Presence of the following chronic diseases was ascertained in each study by asking ‘Has a doctor ever told you that you have…’: (i) heart disease (heart attack, coronary heart disease, angina, congestive heart failure, or other heart problems); (ii) stroke (stroke or transient ischaemic attack); (iii) chronic lung disease (chronic bronchitis or emphysema or asthma); (iv) cancer (cancer or a malignant tumour of any kind except skin cancer); and (v) diabetes (diabetes or high blood sugar). Individuals were defined as having a chronic disease if they reported one or more of these conditions. The presence of chronic diseases at baseline (first observation included in analysis) included any chronic diseases reported before the age of 50 from available information on respondents. Health expectancy based on chronic diseases is hereafter labelled as chronic disease-free LE.

Mortality

This was ascertained from linked register data for each study cohort with follow-up censored on 31 December of the year in which data collection last took place for each study cohort.

Statistical analyses

Characteristics of the participating cohorts are presented at the first observation point, which refers to the date each participant is for the first time included in the dataset.

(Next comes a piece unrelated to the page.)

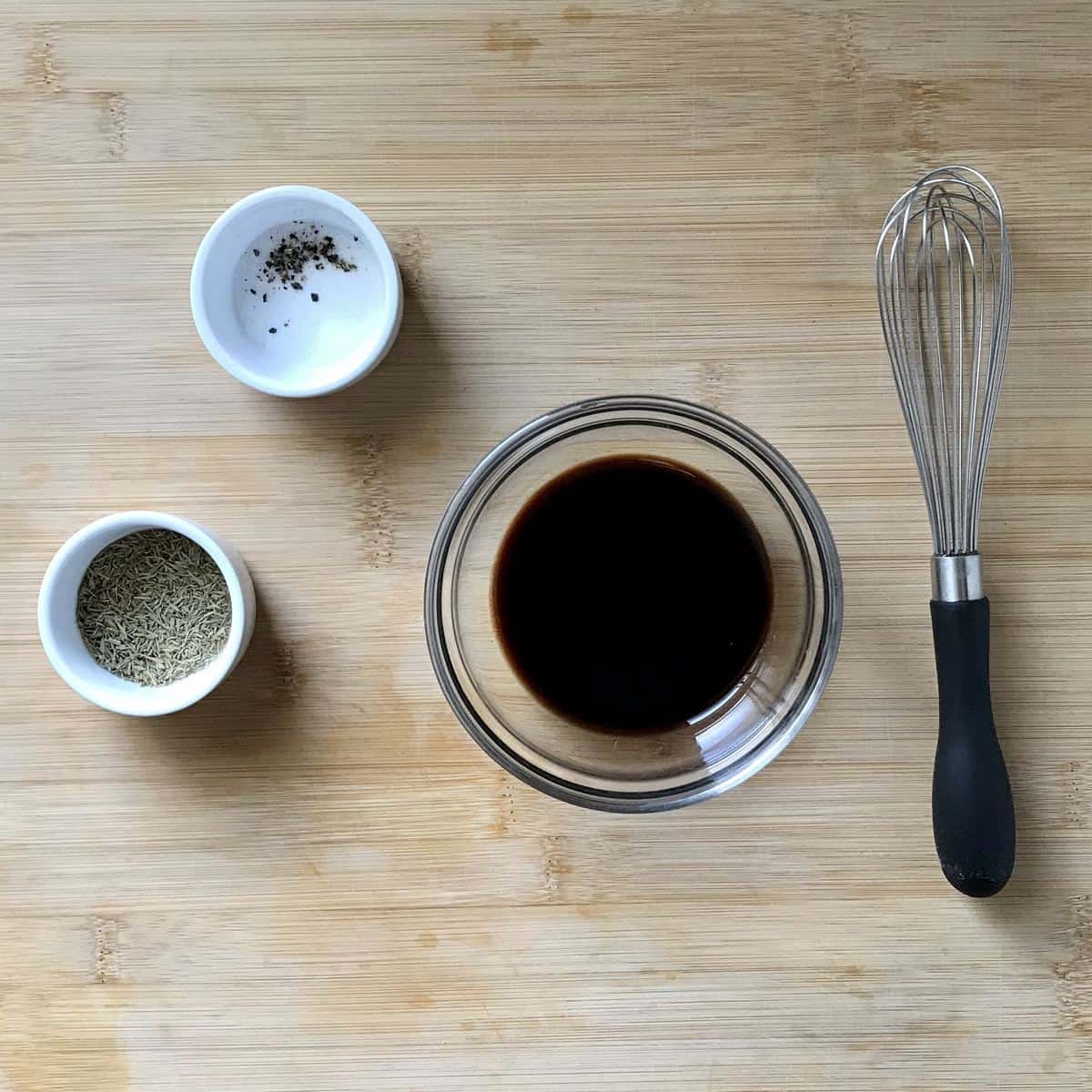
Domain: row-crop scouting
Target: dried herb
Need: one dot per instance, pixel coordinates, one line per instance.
(153, 607)
(298, 250)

We applied multistate models to longitudinal data to obtain transition probabilities between health states. Discrete-time multistate life table models were used to estimate partial LE and healthy LE and chronic disease-free LE between the ages of 50 and 75 (in total 26 years). For both measures, three health states were defined: healthy, unhealthy and dead. For healthy LE, there were four possible transitions between the health states, namely: healthy to unhealthy (onset), unhealthy to healthy (recovery), healthy to dead and unhealthy to dead. For chronic disease-free LE, there were only three possible transitions as, by definition, recovery was not possible.

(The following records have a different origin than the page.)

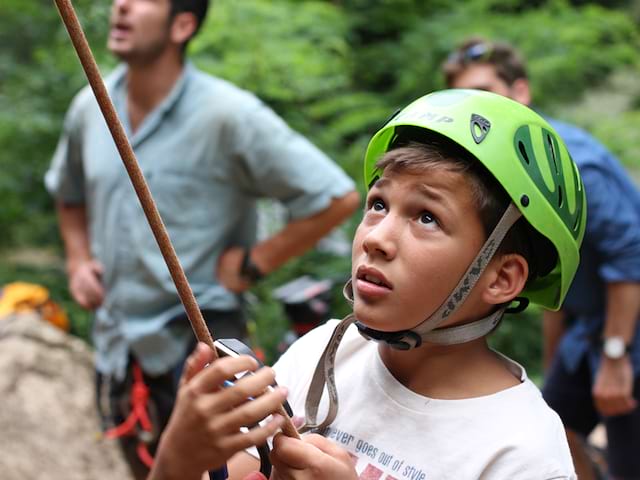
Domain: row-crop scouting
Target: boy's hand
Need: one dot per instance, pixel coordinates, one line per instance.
(228, 270)
(204, 428)
(312, 458)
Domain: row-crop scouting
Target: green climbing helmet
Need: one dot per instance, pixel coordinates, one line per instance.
(523, 153)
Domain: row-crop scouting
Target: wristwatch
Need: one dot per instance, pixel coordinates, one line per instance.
(249, 270)
(614, 348)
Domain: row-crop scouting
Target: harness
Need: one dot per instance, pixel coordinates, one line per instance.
(324, 374)
(138, 422)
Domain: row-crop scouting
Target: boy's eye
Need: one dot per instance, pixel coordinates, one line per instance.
(426, 218)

For each study cohort, age-specific transition probabilities by sex and combined behaviour-related risk factors were estimated from multinomial logistic models with age (in years), sex and socioeconomic position as covariates. Partial LE, healthy LE and chronic disease-free LE from ages 50 to 75 were then calculated based on these estimated transition probabilities using a stochastic (micro-simulation) approach. For each study, individual trajectories for a simulated cohort of 10 000 persons were generated with distributions of covariates at the starting point based on the observed study-specific prevalence by 5-year age group, sex, socioeconomic position and behaviour-related risk factors. Partial LE, healthy LE and chronic disease-free LE from age 50 to 75 were then calculated as the average from these trajectories for combined behaviour-related risk factors and sex. Computation of 95% confidence intervals (CI) (from 2.5th and 97.5th percentiles) for these multistate life table estimates was performed using a bootstrap method with 500 replicates for the whole analysis process (multinomial analysis and simulation steps). In addition, we repeated the analyses for each of the three behaviour-related risk factors separately. The analyses for individual behaviour-related risk factors and sensitivity analyses were conducted using a bootstrap method with 50 replicates. As behaviour-related transitions to poor health and death may differ by sex, we repeated analyses including interactions between sex and combined behaviour-related risk factors as well as each individual risk factors in the multinomial logistic models.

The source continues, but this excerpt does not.